One of the high points of the night was the TFR-endorsed candidate for the open seat in House District 2, Brent Money, taking first place in a crowded, six-person race.
Brent Money far outperformed his opponents, receiving almost 32 percent of the vote, with second-place finisher Jill Dutton receiving roughly 25 percent of the vote.
Money and Dutton will face each other in a runoff election that Governor Greg Abbott will set.
Statewide voters also approved Proposition 4, the amendment implementing the property tax relief package passed by the Legislature earlier this year during the second-called special session. While there were unfortunate claims from many politicians that this was the largest property new tax relief ever at $18 billion, that claim turned out to be false. The largest new relief was in 2008 at roughly $14 billion.

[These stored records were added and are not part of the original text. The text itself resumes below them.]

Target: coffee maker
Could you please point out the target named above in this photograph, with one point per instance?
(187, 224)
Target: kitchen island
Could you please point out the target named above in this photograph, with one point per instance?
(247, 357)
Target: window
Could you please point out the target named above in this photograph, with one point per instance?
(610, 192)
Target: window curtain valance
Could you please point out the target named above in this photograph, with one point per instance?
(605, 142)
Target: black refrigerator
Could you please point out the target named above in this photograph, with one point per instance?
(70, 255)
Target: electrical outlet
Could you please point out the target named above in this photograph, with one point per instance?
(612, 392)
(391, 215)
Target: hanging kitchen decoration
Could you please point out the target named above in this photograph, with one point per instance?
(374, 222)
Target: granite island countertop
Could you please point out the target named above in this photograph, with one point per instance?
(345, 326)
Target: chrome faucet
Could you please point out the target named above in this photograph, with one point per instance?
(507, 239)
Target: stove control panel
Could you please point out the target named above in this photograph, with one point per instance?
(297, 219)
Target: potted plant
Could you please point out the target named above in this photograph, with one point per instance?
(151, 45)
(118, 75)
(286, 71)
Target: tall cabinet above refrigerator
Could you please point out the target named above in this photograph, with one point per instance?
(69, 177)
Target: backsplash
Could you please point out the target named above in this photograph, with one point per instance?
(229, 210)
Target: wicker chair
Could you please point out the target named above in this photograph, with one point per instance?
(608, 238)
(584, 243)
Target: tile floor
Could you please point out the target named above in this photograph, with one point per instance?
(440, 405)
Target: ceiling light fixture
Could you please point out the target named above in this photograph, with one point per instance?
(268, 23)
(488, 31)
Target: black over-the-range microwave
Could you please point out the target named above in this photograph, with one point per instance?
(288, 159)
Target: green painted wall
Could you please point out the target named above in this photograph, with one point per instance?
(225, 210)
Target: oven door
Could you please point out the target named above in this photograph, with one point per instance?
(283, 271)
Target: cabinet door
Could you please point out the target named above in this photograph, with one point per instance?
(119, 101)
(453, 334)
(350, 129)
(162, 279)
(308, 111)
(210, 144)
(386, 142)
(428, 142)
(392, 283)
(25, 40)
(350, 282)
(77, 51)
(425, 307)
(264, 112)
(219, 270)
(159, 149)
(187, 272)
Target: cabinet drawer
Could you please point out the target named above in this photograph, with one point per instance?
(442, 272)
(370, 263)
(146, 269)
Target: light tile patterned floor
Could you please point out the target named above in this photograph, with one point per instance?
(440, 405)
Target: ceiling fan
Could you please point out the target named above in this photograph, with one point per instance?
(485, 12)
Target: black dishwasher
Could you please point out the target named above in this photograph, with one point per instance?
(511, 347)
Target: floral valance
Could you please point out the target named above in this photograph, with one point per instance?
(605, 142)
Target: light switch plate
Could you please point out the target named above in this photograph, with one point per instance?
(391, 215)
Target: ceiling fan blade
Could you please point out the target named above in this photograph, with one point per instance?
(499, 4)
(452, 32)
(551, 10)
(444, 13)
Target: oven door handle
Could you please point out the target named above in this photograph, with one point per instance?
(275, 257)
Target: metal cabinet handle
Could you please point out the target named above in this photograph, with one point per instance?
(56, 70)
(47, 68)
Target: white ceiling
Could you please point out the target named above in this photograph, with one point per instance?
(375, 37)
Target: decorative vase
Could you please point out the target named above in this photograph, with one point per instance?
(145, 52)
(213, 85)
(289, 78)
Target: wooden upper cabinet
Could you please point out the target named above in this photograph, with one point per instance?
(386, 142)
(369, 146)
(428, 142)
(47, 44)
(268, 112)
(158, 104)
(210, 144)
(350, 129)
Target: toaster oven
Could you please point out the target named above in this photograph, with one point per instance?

Proposition 4 only provided $12.7 billion, as is detailed in the legislation’s fiscal note, making it the second largest in history, missing expectations and falling far short of promises.
Proposition 4 should provide some temporary relief for some taxpayers, but many will see their relief evaporate over the next couple of years as local budgets and appraisals continue to rise.
Also, one of the constitutional amendment propositions that was opposed by TFR, Proposition 13, which would have raised the mandatory retirement age for Judges and Justices in Texas, was shot down by Texas voters, with nearly 63 percent voting against the measure.
The bad news for taxpayers is that many propositions that will either raise taxes or will misuse billions of dollars of taxpayer money thereby, continuing to grow government, were passed as well.
Propositions 2 and 10, passed yesterday. Both will provide property tax exemptions to certain types of businesses and will raise the property burden on homeowners and other businesses that don’t receive such exemptions.
Billions of dollars in new spending, such as $1.5 billion in corporate welfare for broadband companies and $1 billion for state parks, were also passed; money that could have and should have been used for property tax relief.
An ugly and often overlooked issue that garnered far less attention than the constitutional amendments and some local races, were the billions of dollars worth of local government and ISD bonds that were passed around the state.
These bonds range from bonds for park improvements to new athletic facilities for schools.
These Bonds, a type of debt that must be paid off with property taxes, will inevitably raise the property tax burden on Texans, adding to the crushing tax burden of homeowners and small businesses alike.
Overall, despite a few wins at the ballot box, it was not a very good night for Texas taxpayers, most of whom will continue to suffer under the ever-growing and ever-burdensome might of taxes and government.